Post salaries of public employees. Or direct the public to sites that do, such as www.transparentcalifornia.com, which has salaries for public employees in cities, counties, state, universities, community and colleges, K-12 and charter schools.
Post minutes promptly after meetings and label them “Draft.” Delaying until minutes are approved at a subsequent meeting is unnecessary. In the case of monthly meetings, which are sometimes cancelled, the gap can be months. Drafts can be swapped out when the minutes are approved.
Post all Requests For Proposals, bids, winner and contract. Also provide a running list of awards and value of contracts, regardless of size, in downloadable spreadsheet form.
Publish datasets with relevance and context. SoCo Data (www.data.sonomacounty.ca.gov) launched with fanfare from the Board of Supervisors last July to promote “transparency and openness.” The great majority of datasets come from Santa Rosa, and they include building permits, city salaries, top retirement and health costs, up-to-date police incidents, housing enforcement cases, engineering permits, planning projects and water permits. The County’s contributions so far are baby names, sheriff’s incidents, commuter data on County employees, food inspections, and some impenetrable budget spreadsheets. Hopefully this is a work in progress and Valley residents will be able to see and work with other relevant data soon.
Looks v. substance. The Sonoma County Agricultural Preservation and Open Space District’s new website is beautiful, well designed and navigable. Kudos for publishing current and past budgets and audits. But an agency with a current budget of $48 million needs more civic substance to match the aesthetics.

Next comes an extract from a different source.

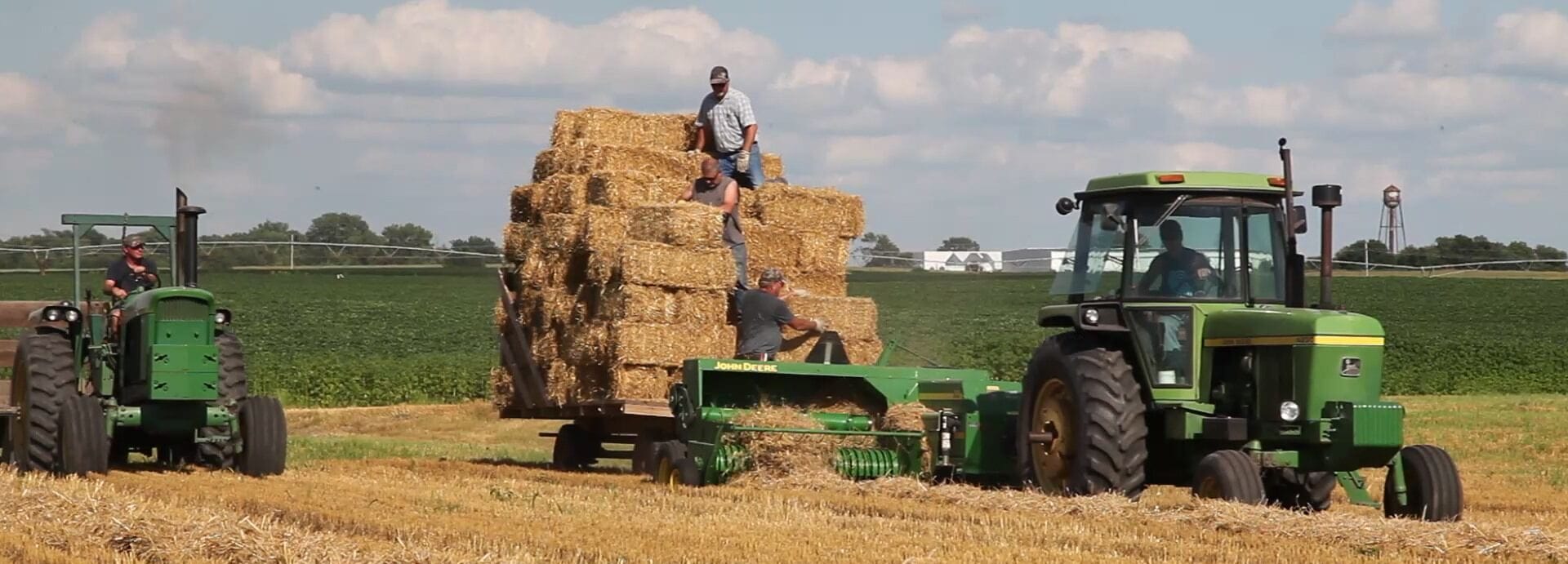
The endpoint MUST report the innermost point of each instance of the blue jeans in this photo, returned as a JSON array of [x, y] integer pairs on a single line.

• The District has purchased hundreds of easements and properties, large and small, since 1990 to preserve Sonoma County’s breathtaking and environmentally important landscape. It’s quite an accomplishment. There’s a map of all properties and a blurb on each. What’s missing is a comprehensive, downloadable spreadsheet listing the properties, type, ownership, size, location, date and cost of acquisition. There should be links to agreements with fee title and easement holders.
• The District received a critical management review in 2014 and has been working on improvements. The review should be posted, with progress toward targets.
• Post annual District objectives and work plan.
• Post draft minutes of the Fiscal Oversight and Advisory committees promptly — they are months behind.
• Publish reports and presentations given at meetings. Currently people must go to the District’s office to see them.
• Publish news. For instance, earlier this year the District signed an $8 million federal grant agreement, part of a $21 million project to “develop and implement a shared, proactive, positive vision for conservation of working lands and natural areas resulting in agricultural systems that conflict less and are more symbiotic with natural resources.” Not newsworthy, apparently.
• Post management plans for properties; also manuals and documents that guide District work.
Sonoma County prides itself, with some justification, for being innovative. In this election year, who’s for innovation in government transparency?